Read on to know how Blockchain and Cryptocurrency in Banking can be used to create an innovative form of banking system.
The finance industry is keenly looking for ways to explore the use of blockchain and cryptocurrencies in Banking. They are looking for a new innovative technology that can challenge some of the traditional business models (processes/operations) of banking, which may bring progress to a halt. Many prominent banks, like CitiBank, Santander, and UBS, have already begun embracing the fact that disruption caused by cryptocurrency technology can bring a positive change in the banking sector in the coming days.
It's due to the blockchain's ability to store encrypted transactions in an authenticated shared ledger system. Afterward, it enables banks and individuals to send assets all over the world in a credible, secure, and traceable way. Security concerns are always paramount to Fintech, especially global and national banks.
In Blockchain, the block that stores data gets protected using public-private key encryption. This makes a user to access data if he holds the private key. It is what confuses the information stored within cryptocurrencies, therefore, helping in the prevention of data theft.
Now, read on to know how Blockchain and Cryptocurrency in Banking can be used to create an innovative form of banking system.
It's the area where Fintech experts are looking to explore ways which cryptocurrency technology in banking can get rid of intermediaries due to its standard cryptography-based security infrastructure. It brings an automated intermediary system into existence, removing the need for using the existing centralized ledger system that plays the role of a custodian.

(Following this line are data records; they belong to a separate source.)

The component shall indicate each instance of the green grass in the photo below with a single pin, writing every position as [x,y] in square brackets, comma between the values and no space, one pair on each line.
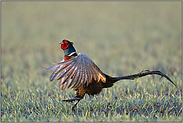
[120,37]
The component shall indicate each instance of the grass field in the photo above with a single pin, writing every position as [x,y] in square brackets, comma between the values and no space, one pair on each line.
[120,37]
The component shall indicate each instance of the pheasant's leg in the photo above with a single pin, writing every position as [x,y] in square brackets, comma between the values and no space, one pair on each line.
[70,100]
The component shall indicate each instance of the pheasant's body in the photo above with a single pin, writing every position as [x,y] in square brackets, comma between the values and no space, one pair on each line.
[79,72]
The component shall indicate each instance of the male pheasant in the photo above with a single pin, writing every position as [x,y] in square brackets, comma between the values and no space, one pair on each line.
[78,71]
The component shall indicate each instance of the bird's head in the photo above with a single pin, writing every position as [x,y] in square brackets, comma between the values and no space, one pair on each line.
[67,47]
[64,44]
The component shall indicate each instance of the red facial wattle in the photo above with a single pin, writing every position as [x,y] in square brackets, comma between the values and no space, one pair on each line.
[64,46]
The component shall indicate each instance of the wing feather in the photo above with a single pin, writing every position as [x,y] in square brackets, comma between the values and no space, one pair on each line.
[76,72]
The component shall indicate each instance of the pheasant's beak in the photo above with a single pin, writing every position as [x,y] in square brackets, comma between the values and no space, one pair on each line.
[61,42]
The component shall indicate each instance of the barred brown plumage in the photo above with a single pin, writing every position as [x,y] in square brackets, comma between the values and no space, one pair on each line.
[78,71]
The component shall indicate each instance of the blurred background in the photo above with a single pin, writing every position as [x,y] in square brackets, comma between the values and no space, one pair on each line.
[120,37]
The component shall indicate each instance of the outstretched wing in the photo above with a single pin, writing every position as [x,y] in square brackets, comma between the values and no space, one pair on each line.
[76,72]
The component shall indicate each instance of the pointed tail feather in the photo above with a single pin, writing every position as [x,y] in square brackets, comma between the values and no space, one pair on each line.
[144,73]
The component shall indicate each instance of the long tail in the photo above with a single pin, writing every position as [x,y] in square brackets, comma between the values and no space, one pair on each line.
[144,73]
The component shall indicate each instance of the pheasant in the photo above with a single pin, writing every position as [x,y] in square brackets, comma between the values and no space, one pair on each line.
[78,71]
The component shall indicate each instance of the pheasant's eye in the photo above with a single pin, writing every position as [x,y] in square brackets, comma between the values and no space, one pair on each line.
[65,41]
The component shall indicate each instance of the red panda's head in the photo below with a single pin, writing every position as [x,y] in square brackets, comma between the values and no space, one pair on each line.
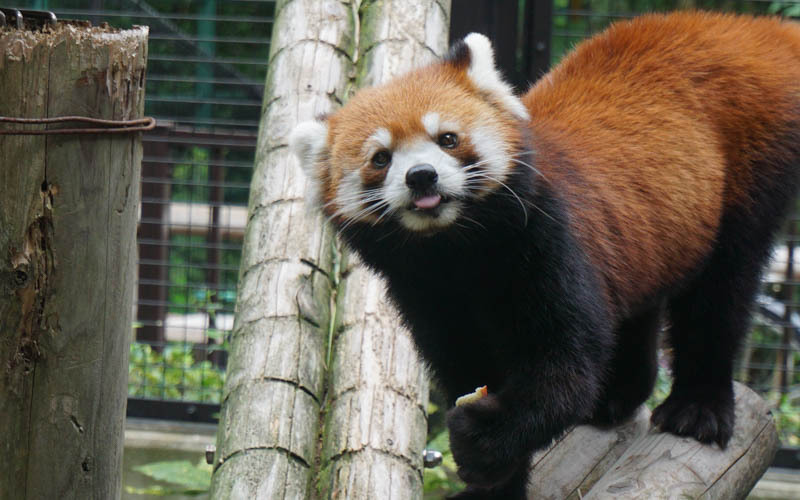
[418,148]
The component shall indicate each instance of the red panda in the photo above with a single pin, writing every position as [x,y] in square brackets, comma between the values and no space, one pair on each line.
[537,244]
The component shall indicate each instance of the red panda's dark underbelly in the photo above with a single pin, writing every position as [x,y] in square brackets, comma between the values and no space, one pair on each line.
[650,145]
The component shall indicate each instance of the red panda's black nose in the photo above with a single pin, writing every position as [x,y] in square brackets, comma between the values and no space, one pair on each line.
[421,177]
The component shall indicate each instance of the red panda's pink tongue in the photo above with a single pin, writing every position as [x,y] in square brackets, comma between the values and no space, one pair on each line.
[426,202]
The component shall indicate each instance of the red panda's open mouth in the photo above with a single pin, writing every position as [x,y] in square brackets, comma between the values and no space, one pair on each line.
[428,203]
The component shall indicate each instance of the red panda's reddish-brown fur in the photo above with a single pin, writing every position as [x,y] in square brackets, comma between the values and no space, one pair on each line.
[644,178]
[716,90]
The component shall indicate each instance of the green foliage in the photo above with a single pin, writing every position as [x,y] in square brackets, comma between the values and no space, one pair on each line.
[786,9]
[440,481]
[787,419]
[173,374]
[186,478]
[661,389]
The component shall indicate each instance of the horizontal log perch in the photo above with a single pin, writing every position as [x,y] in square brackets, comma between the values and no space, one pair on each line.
[635,462]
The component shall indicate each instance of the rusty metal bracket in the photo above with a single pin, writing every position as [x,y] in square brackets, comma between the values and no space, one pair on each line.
[107,126]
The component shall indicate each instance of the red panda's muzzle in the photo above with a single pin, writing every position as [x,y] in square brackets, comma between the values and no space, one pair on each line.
[421,179]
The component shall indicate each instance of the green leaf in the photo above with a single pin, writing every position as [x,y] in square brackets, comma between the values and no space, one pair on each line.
[179,472]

In the blockchain, there is no need for a centralized ledger system- it's based on a decentralized trust model, that's not controlled by even a single entity. According to expert market researchers, we can expect blockchain-syndicated loans soon, however, the finance industry will need to align with the standards. They will need to set up checks and balances beforehand so that blockchain technology can make its way into the sector.
Another disruption due to cryptocurrency technology the finance sector expecting is in 'voting management'. Using blockchain technology as a proxy voting mechanism can maintain the stability of electronic voting along with increased security measures. In fact, the NASDAQ chief announced that the Estonian NASDAQ market will incorporate the use of blockchain-based technology to enable proxy voting at AGMs.
Cryptocurrency developers are modifying cryptocurrency technology to accommodate the issuance of dividends and shares. In 2017, the U.S. Security and Exchange Commission (SEC) allowed the use of blockchain technology to enable Internet Trader Overstack.com to issue company shares.
A group of users verifies the transactions stored in the Blockchain database and not by a single entity, thus, increasing the level of trust and leaving no single point of failure. Additionally, the technology individually timestamps and cryptographically signs each of part of the block in the chain.
So, if any process asks for a proof-of-validity and documentation banks can, instead, use individual blocks, such as for identity verification. Companies can use Blockchain to create certified and verified entities that bring a level of assurance to the fore when executing financial transactions.
Also Read: How Cryptocurrency Enhances the Cross-Border Payments
There are various types of blockchain; mainly falling into the category of private and public. Although companies like Ethereum and Ripple could propose to use their blockchain, the blockchain community and banks don't like to depend on a company to transfer their assets.
Indeed, cryptocurrencies' underlying technology, the blockchain, is being taken into consideration by the banking industry. Analysts have found that 94% of financial professionals involved in the survey believed that cryptocurrency in Banking has the potential to bring effective outcomes.